Is the matching that some employers offer for contributions to retirement accounts a form of riba?
I got this question multiple times and rather than just answer for the people that asked I figured I’d post the answer on my blog so here it is:
In the United States, employers commonly match contributions their employees make to their retirement accounts up to a certain percentage.
So let’s say you contribute 5% of your salary to your retirement account.
Your employer may have a program where they match the first 3% of whatever you contribute to your retirement account.
Which means, in total, you will contribute 5% + 3% (from your employer) = 8% to your retirement account annually.
The question is: Is this 3% extra on what you contributed a form of riba?

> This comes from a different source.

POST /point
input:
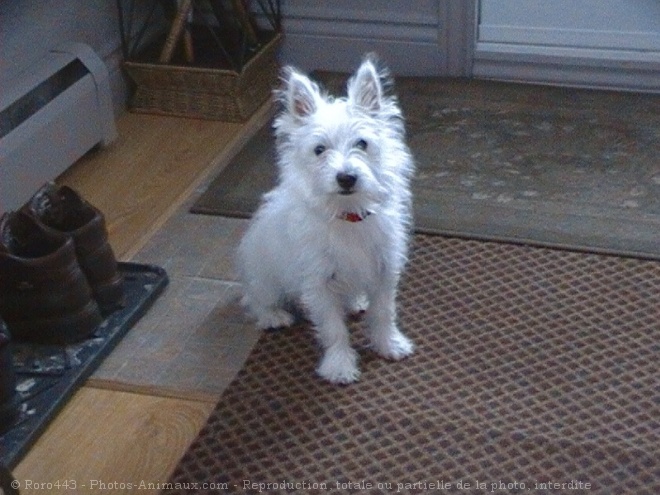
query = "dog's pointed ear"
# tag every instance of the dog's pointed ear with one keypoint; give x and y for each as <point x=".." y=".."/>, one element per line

I’ll assume you have watched my videos on defining Riba when answering.
In the case of matching contributions, what is really happening?
Is there a direct loan of money? No.
Is there an indirect loan of money? No.
Is there an indirect loan disguised as a sale of an item? No.
Is there an indirect loan disguised as the barter of two items? No.
We could basically stop here, but perhaps what is meant by Riba isn’t specific to lending and borrowing but rather refers to the broader meaning of Riba which is any type of unlawful gain.
Well, what is the purpose of this added contribution from the employer? In our example, the 3%?
Clearly, the motive of the employer is to make the employee happier.
Why does the employer want to make their employees happy? So they can retain and attract good employees.
So this additional contribution to your retirement account is a benefit or perk that your employer is offering in order to make itself a more attractive place to work.
Accordingly, it has the same purpose as the athletic facility that your employer grants you free access to or the cafeteria that you get discounted prices at or any other perk that an employer chooses to offer its employees in order to make itself a more attractive place to work and attract and retain better quality employees.
Just as with the athletic facility and cafeteria, the matching perk is only useful to people who take advantage of it, something I highly advise all my readers to take full advantage of.
If we agree that the gym membership and added options in the cafeteria are not unlawful gain for employees, we should also agree that matching your retirement contributions is not unlawful gain either.